La mayoría de los infractores se avino a pagar, salvo algunos que cuestionaron el funcionamiento de estos aparatos y presentaron recursos de amparo.
Al cabo de un tiempo en sede judicial hubo novedades: en virtud de que los automovilistas no eran advertidos de la existencia del radar, su funcionamiento parecía una trampa y los supuestos infractores quedaban desobligados de pagar multa alguna.

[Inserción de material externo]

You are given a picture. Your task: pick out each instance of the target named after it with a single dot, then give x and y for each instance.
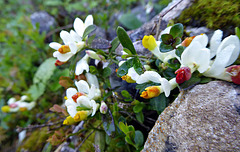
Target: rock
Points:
(44, 19)
(205, 118)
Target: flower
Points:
(80, 27)
(103, 107)
(183, 74)
(82, 98)
(234, 72)
(72, 44)
(82, 65)
(152, 91)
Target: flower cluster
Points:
(18, 105)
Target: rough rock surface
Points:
(205, 118)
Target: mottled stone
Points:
(205, 118)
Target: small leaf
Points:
(159, 103)
(100, 44)
(66, 82)
(165, 48)
(137, 65)
(88, 30)
(123, 127)
(140, 117)
(166, 38)
(176, 42)
(114, 45)
(139, 138)
(130, 21)
(106, 72)
(125, 40)
(179, 51)
(108, 123)
(176, 30)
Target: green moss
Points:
(36, 140)
(214, 14)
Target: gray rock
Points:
(44, 19)
(205, 118)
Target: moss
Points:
(36, 140)
(214, 14)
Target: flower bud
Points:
(64, 49)
(69, 121)
(80, 115)
(149, 42)
(94, 55)
(128, 79)
(183, 74)
(103, 107)
(234, 71)
(151, 92)
(5, 109)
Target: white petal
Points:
(133, 74)
(66, 37)
(55, 45)
(75, 36)
(82, 86)
(84, 101)
(70, 92)
(72, 110)
(73, 47)
(78, 26)
(215, 42)
(88, 21)
(62, 57)
(203, 60)
(166, 86)
(203, 39)
(149, 76)
(92, 79)
(230, 40)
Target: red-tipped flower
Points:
(234, 71)
(183, 74)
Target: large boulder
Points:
(205, 118)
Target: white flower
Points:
(196, 56)
(82, 65)
(73, 44)
(83, 96)
(80, 27)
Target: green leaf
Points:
(125, 40)
(140, 117)
(88, 30)
(106, 72)
(237, 31)
(179, 50)
(167, 38)
(138, 108)
(130, 21)
(123, 69)
(176, 30)
(159, 103)
(137, 65)
(114, 45)
(127, 51)
(165, 48)
(123, 127)
(190, 83)
(108, 123)
(139, 138)
(176, 42)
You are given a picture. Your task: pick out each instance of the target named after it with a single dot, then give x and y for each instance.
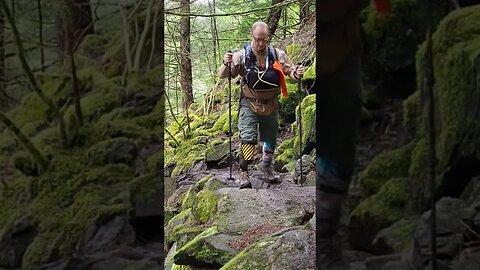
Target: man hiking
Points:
(339, 101)
(262, 69)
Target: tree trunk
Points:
(304, 10)
(274, 17)
(3, 90)
(185, 61)
(78, 13)
(214, 34)
(26, 142)
(40, 35)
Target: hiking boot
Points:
(267, 170)
(244, 180)
(329, 255)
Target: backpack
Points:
(255, 78)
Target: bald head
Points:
(261, 26)
(260, 33)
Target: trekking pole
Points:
(230, 116)
(428, 83)
(299, 89)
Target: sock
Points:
(268, 152)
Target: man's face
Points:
(259, 39)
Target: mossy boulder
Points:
(391, 41)
(456, 56)
(116, 150)
(204, 205)
(182, 219)
(188, 198)
(30, 129)
(216, 153)
(186, 156)
(145, 193)
(385, 166)
(309, 128)
(202, 251)
(289, 249)
(222, 123)
(25, 163)
(392, 202)
(8, 142)
(397, 238)
(122, 128)
(32, 109)
(154, 163)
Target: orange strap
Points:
(383, 7)
(283, 85)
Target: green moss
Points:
(181, 267)
(32, 128)
(8, 142)
(252, 257)
(145, 188)
(202, 251)
(122, 128)
(204, 205)
(154, 163)
(107, 175)
(47, 137)
(32, 109)
(384, 166)
(116, 150)
(418, 165)
(189, 230)
(400, 235)
(96, 104)
(308, 123)
(222, 123)
(143, 84)
(24, 162)
(392, 40)
(187, 155)
(456, 50)
(188, 198)
(116, 114)
(390, 204)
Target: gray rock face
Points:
(239, 210)
(291, 249)
(15, 242)
(452, 215)
(468, 261)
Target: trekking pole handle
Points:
(229, 67)
(299, 78)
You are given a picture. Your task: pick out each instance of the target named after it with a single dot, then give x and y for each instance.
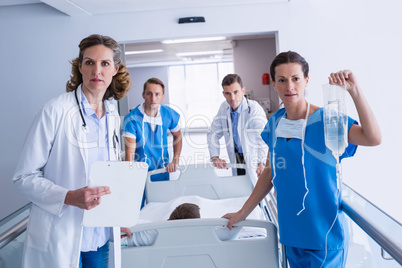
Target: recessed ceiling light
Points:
(191, 40)
(143, 51)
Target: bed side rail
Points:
(201, 180)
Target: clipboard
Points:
(121, 208)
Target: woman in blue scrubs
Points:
(303, 170)
(145, 131)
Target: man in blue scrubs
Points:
(145, 131)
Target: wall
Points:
(252, 58)
(331, 34)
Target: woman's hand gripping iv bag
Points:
(335, 124)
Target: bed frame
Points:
(194, 243)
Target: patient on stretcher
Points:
(183, 211)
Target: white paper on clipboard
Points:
(126, 180)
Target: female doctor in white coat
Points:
(246, 136)
(69, 133)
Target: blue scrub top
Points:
(155, 143)
(308, 229)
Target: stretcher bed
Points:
(193, 242)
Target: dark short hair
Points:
(231, 79)
(289, 57)
(156, 81)
(185, 211)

En este medio tiempo surgieron ingeniosas muestras de la tradicional “viveza criolla”: un empresario de Cosquín dijo que circulando con las luces altas, el radar se bloqueaba y no registraba nada. Huelga decir que cuando se corrió la voz, todos pasaban delante del radar con las luces altas encendidas y no se detenían por más que lo indicaran los inspectores.
Otra “avivada” fue la de un comerciante que viajaba seguido a Buenos Aires y trajo varios juegos de chapas patente falsas, de las que se podían adquirir en el subsuelo de la Avenida 9 de Julio en la Capital Federal. Un tiempo después las cartas con la boleta retornaban con la leyenda; “Desconocido. Al Remitente”.
Cabe destacar que estos radares pertenecían a empresas presididas por estudios jurídicos con domicilio en la Capital Federal. Estas empresas celebraban convenios con los municipios a los que le reconocían –por lo general-, el 30 o 40 por ciento de las utilidades pero las comunas no podían auditar a sus ocasionales socios: debían conformarse con lo que les liquidara mensualmente la empresa. En realidad estos convenios acusaban rasgos un tanto leoninos y se aprovechaban de la avidez recaudatoria de muchas comunas.
Hasta que la Dirección Nacional de Vialidad difundió los motivos legales por los cuales no se permite el funcionamiento de radares en todas las rutas nacionales, algo que, supuestamente, ignoraba el intendente de Huillapima.
Resulta un tanto llamativo que un intendente como el Señor Santucho, que convive obligadamente con la Ruta nacional 38, no supiera de la existencia de esas limitaciones. Fue necesario que el responsable de la DNV-Distrito Catamarca, ingeniero Rosales, saliera al cruce poniendo las cosas en su lugar. Diría el chusco: “Rosales le pinchó el globo a Santucho”.
Finalmente, cabe reiterar que no está permitido el funcionamiento de radares en las rutas nacionales, y que si alguien recibe una boleta lo más acertado será concurrir a la DNV, o a la Policía Federal o al Juzgado Federal. Obviamente, no pagar ninguna boleta.
Será la forma más efectiva de terminar con esta clase de actividades que rondan, a veces, lo inescrupuloso y fomentan la corrupción.